Testing Apache Tez with Apache BigTop's new Testing Infrastructure
Apache BigTop's utilities can be consumed and reused by any hadoop distribution, not just itself. Puppet recipes, RPM specifications, and so on, can save vendors weeks or months of time if borrowed from BigTop rather than maintained in house. However, until recently, the tests were somewhat difficult to customize and hack on.
So, after alot of stimulating debate, we finally settled on our new test infrastructure. For those interested in building an integration test framework, especially a Java based application, where Java/Scala/Groovy based API calls will be important to run in an integration context, gradle based tests can be very powerful.
- You can organize gradle source trees easily, without any requirement for complex package hierarchies.
- You can dynamically add source sets without alot of boiler plate, meaning the tests can easily by extended and hacked by new engineers, devops folks, etc.
- You can still test low level java functionality easily, by adding java libraries to the classpath at runtime, without needing to compile jars and manage a whole maven style project.
- The test interface is easy to customize with arguments. You can parse arguments however you want.
- Gradle combines the power of groovy into a declarative language for builds
- Using something like gradle-wrapper, you can make your java based tests easy to consume by anyone, even folks outside the java community.
As an example of how to use gradle for integration tests, I'll demonstrate how we retooled the BigTop tests.
You can check out the new tests by cloning bigtop, and going into the bigtop-tests/smoke-tests directory.
First lets take a look at the overall directory structure of the testing suite.
[bigtop@sandbox smoke-tests]$ tree
├── build.gradle
├── flume
│ ├── build.gradle
│ ├── conf
│ │ └── flume.conf
│ ├── log4j.properties
│ └── TestFlumeNG.groovy
├── hive
│ ├── build.gradle
│ └── log4j.properties
├── mahout
│ ├── build.gradle
│ └── log4j.properties
├── mapreduce
│ └── build.gradle
Testing Apache Tez with Apache BigTop
So, what better way to demonstrate the flexibility of the BigTop testing suite than to use it to test another tool, native to another distribution : Apache Tez on Hortonworks HDP !
The code for these tests is in this jira which also has the patch to add a simple Tez test to bigtop attached to it.
How it works
Its pretty simple... Above we can see that each ecosystem component has a "build.gradle" file.

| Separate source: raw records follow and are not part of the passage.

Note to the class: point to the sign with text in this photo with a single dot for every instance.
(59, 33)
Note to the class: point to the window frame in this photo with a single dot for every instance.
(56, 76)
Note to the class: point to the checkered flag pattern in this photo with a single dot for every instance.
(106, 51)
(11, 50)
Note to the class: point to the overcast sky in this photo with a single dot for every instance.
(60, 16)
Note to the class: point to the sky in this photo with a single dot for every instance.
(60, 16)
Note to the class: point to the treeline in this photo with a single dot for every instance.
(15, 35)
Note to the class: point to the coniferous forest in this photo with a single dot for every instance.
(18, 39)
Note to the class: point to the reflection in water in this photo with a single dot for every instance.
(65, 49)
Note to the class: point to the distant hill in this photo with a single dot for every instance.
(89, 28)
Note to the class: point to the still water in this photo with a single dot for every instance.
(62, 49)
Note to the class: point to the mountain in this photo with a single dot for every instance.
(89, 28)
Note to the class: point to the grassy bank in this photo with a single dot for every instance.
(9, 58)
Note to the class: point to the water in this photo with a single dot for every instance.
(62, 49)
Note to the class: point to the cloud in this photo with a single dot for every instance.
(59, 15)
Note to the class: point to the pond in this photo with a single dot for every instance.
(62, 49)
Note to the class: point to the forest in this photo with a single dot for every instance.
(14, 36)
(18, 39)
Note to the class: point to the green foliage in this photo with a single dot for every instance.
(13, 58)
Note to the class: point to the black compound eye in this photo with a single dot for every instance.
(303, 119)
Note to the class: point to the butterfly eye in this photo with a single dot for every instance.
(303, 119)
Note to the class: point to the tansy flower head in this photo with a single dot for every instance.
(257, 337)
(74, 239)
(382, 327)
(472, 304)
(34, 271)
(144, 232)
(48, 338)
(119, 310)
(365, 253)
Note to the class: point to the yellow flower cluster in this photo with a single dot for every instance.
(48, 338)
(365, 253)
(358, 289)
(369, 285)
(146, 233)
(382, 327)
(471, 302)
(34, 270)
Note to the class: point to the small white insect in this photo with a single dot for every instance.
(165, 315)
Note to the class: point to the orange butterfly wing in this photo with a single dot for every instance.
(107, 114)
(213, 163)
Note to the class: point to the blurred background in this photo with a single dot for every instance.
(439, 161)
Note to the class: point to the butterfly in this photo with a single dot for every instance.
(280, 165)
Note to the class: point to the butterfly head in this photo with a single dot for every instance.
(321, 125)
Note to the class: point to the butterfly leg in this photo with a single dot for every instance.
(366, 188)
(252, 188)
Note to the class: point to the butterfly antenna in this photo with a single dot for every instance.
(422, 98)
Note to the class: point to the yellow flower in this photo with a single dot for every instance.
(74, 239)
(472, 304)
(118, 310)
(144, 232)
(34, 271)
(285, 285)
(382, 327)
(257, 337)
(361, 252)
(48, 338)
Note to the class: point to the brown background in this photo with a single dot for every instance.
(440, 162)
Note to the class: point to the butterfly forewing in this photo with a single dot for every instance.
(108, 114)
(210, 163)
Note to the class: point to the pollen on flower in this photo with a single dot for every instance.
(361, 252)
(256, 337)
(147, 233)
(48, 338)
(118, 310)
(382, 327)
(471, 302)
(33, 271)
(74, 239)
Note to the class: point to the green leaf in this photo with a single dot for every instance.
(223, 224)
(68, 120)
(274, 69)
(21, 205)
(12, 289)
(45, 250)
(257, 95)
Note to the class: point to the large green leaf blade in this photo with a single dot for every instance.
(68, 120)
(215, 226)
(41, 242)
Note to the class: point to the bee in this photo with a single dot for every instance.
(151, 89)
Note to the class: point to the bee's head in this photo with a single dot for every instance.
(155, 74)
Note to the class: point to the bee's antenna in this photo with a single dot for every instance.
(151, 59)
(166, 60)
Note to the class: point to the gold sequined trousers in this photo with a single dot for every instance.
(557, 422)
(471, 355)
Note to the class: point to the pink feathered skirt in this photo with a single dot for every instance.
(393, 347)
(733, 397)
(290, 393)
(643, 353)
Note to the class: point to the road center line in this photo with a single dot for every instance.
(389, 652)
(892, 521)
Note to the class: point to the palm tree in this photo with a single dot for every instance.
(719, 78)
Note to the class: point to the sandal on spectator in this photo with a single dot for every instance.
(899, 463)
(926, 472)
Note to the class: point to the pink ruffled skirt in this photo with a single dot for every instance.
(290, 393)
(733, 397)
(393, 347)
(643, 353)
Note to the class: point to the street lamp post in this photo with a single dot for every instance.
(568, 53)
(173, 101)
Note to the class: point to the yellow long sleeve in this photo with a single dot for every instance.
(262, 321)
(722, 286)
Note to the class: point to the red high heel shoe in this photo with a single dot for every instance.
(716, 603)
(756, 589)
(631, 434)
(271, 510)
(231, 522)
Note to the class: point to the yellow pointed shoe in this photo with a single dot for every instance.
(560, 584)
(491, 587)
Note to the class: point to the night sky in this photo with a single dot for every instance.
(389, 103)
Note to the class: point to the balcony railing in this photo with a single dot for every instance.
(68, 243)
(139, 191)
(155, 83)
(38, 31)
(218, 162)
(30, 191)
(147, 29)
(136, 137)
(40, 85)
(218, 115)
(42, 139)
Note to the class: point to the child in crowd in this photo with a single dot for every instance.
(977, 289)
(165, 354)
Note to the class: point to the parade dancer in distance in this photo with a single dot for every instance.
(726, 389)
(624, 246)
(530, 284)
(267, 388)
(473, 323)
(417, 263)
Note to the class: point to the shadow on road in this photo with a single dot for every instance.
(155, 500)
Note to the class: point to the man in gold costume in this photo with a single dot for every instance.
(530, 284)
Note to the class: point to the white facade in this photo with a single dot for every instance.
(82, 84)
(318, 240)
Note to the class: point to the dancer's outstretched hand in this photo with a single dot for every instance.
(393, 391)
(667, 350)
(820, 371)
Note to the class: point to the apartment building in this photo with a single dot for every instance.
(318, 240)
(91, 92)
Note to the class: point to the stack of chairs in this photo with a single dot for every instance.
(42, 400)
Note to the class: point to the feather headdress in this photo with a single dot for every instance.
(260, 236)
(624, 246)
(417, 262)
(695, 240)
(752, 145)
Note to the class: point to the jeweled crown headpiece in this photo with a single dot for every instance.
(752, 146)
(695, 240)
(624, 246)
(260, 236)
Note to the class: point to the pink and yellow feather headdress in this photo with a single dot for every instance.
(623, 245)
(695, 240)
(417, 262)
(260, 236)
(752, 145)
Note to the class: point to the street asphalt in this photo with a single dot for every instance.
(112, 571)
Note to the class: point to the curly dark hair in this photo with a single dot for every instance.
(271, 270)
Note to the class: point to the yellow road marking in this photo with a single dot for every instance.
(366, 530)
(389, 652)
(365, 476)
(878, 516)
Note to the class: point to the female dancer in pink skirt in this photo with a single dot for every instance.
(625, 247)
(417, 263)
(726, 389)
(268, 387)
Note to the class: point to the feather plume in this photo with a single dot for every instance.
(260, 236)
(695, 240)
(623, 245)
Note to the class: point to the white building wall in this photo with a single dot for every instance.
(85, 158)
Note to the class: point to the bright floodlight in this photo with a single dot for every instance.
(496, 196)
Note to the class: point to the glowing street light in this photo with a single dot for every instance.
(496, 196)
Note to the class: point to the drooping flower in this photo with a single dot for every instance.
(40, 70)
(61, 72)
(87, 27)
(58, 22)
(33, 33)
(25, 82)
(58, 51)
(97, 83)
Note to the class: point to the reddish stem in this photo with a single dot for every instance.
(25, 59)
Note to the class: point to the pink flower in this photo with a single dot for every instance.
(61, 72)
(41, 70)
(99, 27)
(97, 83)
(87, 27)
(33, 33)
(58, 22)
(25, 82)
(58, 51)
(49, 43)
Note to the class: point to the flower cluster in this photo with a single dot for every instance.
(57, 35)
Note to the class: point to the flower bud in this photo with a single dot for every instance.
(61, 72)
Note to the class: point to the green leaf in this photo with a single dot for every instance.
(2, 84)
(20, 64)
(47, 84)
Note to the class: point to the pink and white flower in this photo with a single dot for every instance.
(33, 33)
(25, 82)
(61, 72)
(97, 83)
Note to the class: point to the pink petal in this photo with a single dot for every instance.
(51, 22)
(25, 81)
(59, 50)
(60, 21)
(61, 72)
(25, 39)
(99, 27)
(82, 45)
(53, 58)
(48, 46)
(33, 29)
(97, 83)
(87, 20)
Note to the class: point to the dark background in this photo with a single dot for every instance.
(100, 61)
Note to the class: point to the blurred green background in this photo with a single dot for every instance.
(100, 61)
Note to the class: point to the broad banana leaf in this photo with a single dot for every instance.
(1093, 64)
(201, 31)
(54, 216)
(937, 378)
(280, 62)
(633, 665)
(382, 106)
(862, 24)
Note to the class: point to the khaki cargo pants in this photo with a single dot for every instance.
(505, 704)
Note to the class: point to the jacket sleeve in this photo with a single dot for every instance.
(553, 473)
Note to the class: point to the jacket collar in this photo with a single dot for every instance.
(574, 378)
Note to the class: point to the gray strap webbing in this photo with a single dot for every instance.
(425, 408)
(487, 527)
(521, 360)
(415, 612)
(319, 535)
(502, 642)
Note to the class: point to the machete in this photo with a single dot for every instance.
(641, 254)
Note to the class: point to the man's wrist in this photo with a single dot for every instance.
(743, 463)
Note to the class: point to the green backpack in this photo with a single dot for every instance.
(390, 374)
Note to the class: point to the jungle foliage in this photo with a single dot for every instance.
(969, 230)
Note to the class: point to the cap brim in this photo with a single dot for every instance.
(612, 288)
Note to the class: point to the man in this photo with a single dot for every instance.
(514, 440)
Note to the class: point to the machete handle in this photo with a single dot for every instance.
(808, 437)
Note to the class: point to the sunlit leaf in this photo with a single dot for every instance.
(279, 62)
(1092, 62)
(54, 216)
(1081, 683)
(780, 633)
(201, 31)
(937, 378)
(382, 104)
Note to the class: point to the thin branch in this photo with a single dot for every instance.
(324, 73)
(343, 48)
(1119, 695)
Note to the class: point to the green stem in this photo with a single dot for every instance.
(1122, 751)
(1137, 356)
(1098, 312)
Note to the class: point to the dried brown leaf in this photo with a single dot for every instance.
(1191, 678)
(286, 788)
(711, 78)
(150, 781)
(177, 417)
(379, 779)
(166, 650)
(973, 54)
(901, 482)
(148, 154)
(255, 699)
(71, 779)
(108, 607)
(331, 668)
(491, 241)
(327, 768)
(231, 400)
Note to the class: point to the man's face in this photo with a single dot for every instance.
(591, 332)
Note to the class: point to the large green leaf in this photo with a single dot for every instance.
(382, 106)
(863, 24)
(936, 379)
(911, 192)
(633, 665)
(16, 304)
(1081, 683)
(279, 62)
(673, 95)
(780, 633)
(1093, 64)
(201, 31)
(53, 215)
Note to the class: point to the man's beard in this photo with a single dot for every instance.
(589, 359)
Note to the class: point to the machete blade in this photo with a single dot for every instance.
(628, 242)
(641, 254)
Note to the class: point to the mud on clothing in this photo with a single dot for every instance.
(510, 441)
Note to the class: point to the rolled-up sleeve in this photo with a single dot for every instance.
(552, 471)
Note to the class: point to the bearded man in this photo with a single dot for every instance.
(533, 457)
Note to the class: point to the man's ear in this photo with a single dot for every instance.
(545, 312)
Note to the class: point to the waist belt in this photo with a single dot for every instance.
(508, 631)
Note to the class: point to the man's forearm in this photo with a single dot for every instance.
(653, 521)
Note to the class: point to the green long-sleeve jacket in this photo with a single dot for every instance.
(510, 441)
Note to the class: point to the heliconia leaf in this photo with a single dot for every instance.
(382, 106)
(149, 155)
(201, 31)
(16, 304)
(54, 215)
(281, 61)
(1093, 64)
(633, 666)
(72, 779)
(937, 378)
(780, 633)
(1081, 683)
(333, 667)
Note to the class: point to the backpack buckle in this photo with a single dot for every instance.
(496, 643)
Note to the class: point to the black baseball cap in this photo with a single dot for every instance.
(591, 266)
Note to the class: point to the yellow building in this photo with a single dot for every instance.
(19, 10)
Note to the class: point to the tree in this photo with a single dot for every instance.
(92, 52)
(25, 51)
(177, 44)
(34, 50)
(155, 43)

The build.gradle file contains a few dependencies, and the names of classes which it will be calling for tests. There is also a top-level build.gradle file. The job of this file is to send global parameters to the sub tests, it does no testing of its own. We do this using the "subprojects" directive. Finally, there is a settings.gradle file, that parses our input arguments to decide which tests to run.
So, how do we extend these tests? Easy !
- Pick any existing test as a template (for example, pig/) and just copy the files into a new directory.
- Create a directory, for example "tez/"
- Customize the environment variables you want defined for your test in build.gradle
- Customize the unit testing script (which uses itest and junit for assertions and running bash commands)
- Run your new tests : gradle clean compileGroovy -Dsmoke.tests=tez --info
There it is : In slightly below 100 lines of code, by adding two simple files, we were able to add a new test the bigtop test suite. Note that we didn't have to edit a single existing file to run this test, rather, we just dumped some groovy scripts into a new directory, and gradle discovered, ran the tests for us, and created a nice little html report as well, which is now available in ./build/reports/tests/index.html. Gradle also injected the inherited dependencies for us, and did some basic sanity checking as well.
We can see that, the original test ram a MapReduce job - but after turning tez on, indeed our job UI shows that we can now test Tez using BigTop's test framework.